Eu estava em plena paz sentada no jardim com meu livro em mãos, o sol estava brilhante no céu, o vento estava suave, pouco barulho e pode se considerar que é um lugar bonito, seria o momento perfeito se eu não tivesse sido atingida pela água gelada saída da torneira, é um dos problemas com um quintal compartilhado, principalmente quando se divide com quem eu prefiro chamar de meu demônio particular e que me persegue desde que eu tenho memórias.
-Desculpa Josie! Não te vi aí...- Falou rindo e continuando a regar as plantas.
-Diz isso desde os sete anos, não cansou de repetir a mentira?- Reclamei enquanto tentava me livrar das gotículas frias.
-Não posso fazer nada se eu realmente não te vejo esses anos todos, você é discreta demais!- Respondeu ainda rindo e jogando a mangueira verde para longe, logo em seguida abrindo o pequeno portão da cerca de madeira com a pintura desgastada que 'separava' nossos lados no jardim- Lendo o que?- Concluiu se jogando ao meu lado.
-Nada que seja da sua conta!- Rosnei fechando o livro pesado e abraçando contra meu peito, em vão, suas mãos o roubaram de lá pouco depois.
-Metamorfoses?- Perguntou irônico levantando os braços enquanto eu lutava tentando pegar o que é meu de volta.
-Exato, já sabe o que é, agora me devolve essa porcaria!- Gritei pulando e tentando agarrar seus braços, era muito mais forte que eu.
-Calma! Tem vários aqui, quero saber qual é...- Falou abrindo e folheando o livro até encontrar a fita que marcava a página que eu lia inicialmente- Livro IV, Píramo e Tisbe? Esperava algo mais interessante...- Disse decepcionado me entrgando o livro.

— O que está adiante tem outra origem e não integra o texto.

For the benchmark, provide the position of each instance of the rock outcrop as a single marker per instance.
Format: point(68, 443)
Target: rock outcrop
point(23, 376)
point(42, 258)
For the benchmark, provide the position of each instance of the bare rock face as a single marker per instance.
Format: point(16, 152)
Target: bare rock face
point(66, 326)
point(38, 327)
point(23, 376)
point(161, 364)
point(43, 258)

-É interessante, você que não tem sensibilidade o suficiente pra sentir o que a história transmite...- Murmurei enquanto fechava novamente a capa vermelha e colocava na cadeira que eu estava.

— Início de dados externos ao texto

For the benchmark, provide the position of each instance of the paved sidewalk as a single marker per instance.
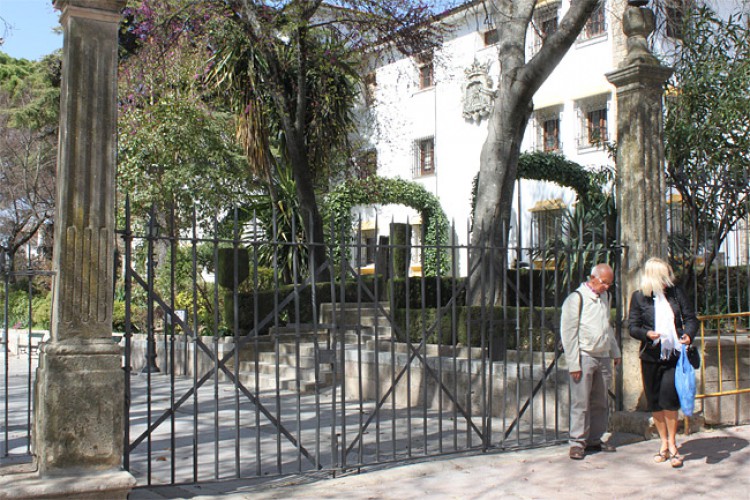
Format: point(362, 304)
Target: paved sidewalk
point(717, 465)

-Eu não tenho sensibilidade? Nunca reparou como essa história é estúpida? Ele nem procura pra saber se ela está viva ou não!- Exclamou virando às costas e roubando um dos morangos como sempre fazia- Fora que essa idéia do muro é ridícula.

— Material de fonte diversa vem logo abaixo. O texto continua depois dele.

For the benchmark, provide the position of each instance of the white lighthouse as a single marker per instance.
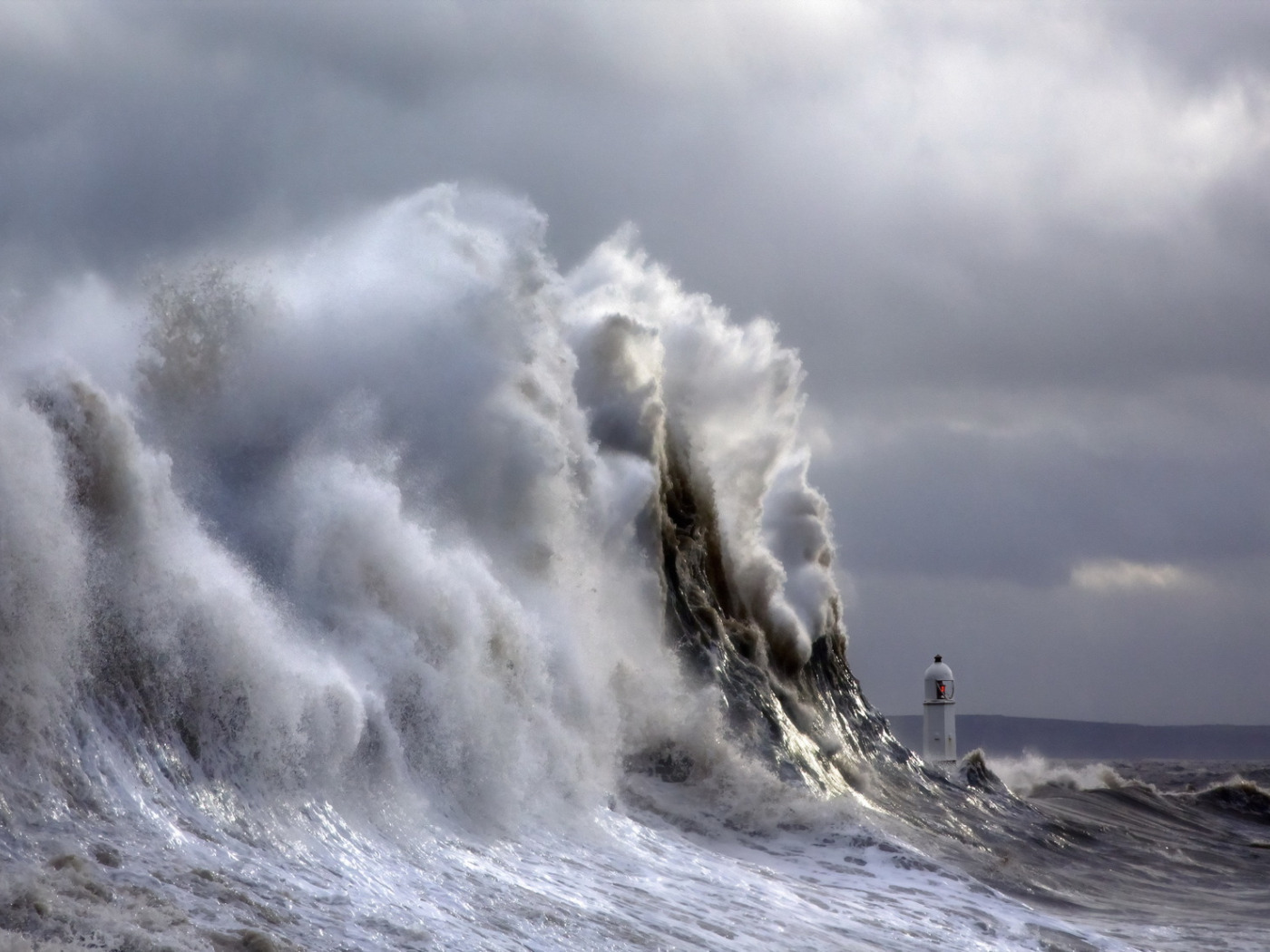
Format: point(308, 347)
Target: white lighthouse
point(939, 721)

-Claro que não é ridícula! Eles estavam separados pelo muro ao mesmo tempo que estavam apaixonados!- Eu tentava defender enquanto o outro apenas ria passando para o outro lado da cerca.
-Oh muro cruel! Que eu nunca ao menos pensei em pular, mas que me impede de ver o amor de minha vida! Que por sua vez também nunca pensou em pular...- Interpretava de forma exagerada do outro lado, o que infelizmente me arrancou um sorriso.
-Isso! Aproveita e fica do outro lado do seu muro imaginário e para de roubar meus morangos!- Repreendi abrindo sua mão e recuperando umas cinco das frutinhas vermelhas- Você é a maior erva daninha que eu já tive que lidar!
-E sabe que não adianta arrancar, elas sempre voltam...- Deu de ombros e foi embora, me deixando ali parada e um tanto pensativa sobre a última frase...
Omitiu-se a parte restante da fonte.